Naturally, It was easy for me to get it right. But that wasn’t the smart part. The smart part was always contained in the case we were handed to analyze. Without that, none of us could have been half as smart.
Because those case-writers had done the hard work of reading, defining, categorizing, arranging, sorting, discarding, and presenting the current situation: Where things stood, how the company got there, what assets it had to work with, etc., etc., etc. This could include everything from changes in management or corporate strategy to competitive pressure from other companies in the field.
As the old saying goes: The kernel of the solution was always contained in the problem. “Aha! The switch from importing fine grade gypsum to extra-fine grade affected quantities delivered per load and quality control. The best course now would be to make an offer on the competitor’s domestic plant—since they are moving away from the industry and we have a good track record with acquisitions.” On and on, something like that.

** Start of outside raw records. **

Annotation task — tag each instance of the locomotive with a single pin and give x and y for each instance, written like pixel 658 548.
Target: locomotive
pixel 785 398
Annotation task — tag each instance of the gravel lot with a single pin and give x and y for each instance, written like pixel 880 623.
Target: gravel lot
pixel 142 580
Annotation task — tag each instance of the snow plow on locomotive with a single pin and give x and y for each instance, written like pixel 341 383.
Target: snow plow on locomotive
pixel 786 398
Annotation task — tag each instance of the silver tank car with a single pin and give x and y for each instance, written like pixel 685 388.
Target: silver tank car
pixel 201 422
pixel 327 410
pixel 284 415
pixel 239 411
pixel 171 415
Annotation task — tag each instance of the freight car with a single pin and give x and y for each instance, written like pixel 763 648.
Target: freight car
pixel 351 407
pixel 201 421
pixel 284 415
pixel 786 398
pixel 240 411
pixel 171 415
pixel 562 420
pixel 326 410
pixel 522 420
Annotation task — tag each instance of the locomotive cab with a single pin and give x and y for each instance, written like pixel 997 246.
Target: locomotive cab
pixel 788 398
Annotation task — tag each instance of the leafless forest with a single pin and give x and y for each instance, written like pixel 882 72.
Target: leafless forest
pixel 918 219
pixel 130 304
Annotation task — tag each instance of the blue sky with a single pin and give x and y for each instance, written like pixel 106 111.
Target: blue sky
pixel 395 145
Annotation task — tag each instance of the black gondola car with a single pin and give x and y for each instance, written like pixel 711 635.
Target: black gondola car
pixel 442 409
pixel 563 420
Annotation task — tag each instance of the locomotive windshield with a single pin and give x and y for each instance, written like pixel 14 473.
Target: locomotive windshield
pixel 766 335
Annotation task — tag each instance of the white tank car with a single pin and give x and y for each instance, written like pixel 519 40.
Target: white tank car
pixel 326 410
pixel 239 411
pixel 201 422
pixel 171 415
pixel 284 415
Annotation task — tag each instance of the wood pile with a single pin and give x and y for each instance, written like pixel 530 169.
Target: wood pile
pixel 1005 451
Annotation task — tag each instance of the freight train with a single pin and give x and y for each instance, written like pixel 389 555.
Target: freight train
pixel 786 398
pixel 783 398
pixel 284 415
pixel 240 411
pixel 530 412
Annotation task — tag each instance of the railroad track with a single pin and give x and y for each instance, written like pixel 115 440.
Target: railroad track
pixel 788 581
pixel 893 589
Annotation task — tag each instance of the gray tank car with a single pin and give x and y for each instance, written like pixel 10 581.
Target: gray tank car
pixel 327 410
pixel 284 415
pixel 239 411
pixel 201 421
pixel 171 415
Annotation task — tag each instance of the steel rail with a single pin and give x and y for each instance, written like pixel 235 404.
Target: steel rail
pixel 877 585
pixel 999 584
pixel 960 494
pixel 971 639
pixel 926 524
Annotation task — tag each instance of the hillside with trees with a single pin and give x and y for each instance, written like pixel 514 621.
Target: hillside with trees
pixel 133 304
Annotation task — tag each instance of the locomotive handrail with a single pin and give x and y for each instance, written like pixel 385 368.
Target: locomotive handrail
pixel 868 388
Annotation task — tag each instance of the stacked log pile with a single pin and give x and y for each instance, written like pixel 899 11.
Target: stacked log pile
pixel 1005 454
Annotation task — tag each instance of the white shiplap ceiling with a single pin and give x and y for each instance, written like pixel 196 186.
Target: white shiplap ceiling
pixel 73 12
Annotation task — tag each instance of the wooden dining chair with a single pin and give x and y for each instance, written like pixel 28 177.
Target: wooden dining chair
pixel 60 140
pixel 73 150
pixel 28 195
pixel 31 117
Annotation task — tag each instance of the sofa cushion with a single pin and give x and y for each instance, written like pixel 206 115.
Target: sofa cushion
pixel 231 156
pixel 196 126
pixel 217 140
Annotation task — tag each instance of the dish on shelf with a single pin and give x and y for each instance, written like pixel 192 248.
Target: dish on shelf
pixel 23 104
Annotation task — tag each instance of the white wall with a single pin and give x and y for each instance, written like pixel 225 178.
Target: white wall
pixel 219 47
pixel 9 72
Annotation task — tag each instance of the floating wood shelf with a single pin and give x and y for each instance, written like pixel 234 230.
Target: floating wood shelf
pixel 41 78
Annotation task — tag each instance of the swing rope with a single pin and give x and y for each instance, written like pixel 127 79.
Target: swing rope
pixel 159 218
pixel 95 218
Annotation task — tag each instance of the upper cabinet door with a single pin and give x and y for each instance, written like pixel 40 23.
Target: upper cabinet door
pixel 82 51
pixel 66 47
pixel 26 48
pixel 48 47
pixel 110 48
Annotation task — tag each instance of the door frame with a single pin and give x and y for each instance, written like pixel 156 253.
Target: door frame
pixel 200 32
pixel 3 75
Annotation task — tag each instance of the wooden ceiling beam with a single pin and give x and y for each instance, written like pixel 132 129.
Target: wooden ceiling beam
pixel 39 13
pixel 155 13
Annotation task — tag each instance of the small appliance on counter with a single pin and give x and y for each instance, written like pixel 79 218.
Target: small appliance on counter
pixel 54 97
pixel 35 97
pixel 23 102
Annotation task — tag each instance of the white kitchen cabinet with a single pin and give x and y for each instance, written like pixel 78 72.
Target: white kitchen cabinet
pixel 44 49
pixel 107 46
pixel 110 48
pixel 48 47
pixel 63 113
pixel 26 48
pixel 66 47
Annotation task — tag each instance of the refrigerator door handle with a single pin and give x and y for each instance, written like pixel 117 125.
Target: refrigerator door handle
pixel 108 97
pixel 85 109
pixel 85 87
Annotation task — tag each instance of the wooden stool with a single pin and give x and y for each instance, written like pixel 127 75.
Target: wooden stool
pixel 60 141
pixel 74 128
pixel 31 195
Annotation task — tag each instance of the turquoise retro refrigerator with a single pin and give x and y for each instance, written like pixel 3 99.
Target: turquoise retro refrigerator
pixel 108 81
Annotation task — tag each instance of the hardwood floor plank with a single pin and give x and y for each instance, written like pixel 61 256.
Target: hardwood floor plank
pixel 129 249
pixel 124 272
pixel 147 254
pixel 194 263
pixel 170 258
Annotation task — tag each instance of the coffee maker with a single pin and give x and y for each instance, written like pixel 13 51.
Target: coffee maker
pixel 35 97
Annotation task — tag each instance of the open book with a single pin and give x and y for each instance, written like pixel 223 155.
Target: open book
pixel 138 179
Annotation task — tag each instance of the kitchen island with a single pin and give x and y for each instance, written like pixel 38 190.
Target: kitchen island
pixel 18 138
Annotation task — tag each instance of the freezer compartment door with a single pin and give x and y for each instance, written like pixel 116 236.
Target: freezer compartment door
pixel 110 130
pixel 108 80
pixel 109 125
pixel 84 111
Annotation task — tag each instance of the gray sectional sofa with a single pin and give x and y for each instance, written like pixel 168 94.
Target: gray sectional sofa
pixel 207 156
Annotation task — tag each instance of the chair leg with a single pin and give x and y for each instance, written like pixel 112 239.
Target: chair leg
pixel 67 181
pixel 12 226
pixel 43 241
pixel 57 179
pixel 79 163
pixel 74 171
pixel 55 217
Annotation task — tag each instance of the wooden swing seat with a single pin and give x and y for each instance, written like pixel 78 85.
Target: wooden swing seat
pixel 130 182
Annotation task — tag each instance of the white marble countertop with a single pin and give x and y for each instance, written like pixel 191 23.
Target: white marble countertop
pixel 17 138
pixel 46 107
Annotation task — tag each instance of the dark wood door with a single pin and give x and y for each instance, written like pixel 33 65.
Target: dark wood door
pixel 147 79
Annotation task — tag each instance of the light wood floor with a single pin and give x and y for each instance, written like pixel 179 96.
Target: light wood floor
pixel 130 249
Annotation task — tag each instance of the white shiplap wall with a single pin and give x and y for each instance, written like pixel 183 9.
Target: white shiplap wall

How does this work in real life? (Or: Why Doesn’t This Work In Real Life?!)
Because we seldom have that comprehensive, dispassionate, detailed picture drawn up so well by that geeky Harvard kid for us.
In Other Words: We don’t have a good idea of the problem.
Meanwhile, all our friends know exactly what we should do. The big problem with their solutions is that they have The View From 20,000 feet. It’s that, or else they’re sitting right next to us looking through the same microscope as we are. Either way, not so good help.
So I learned that writing isn’t just for writers. And it isn’t simply, magically, cathartic. I learned that properly describing and defining the problem is the single most important part of finding the best solution.
That is something that’s seldom taught in school.
Thank you, Dr. Brody.
And thank you, nameless case-study writers everywhere.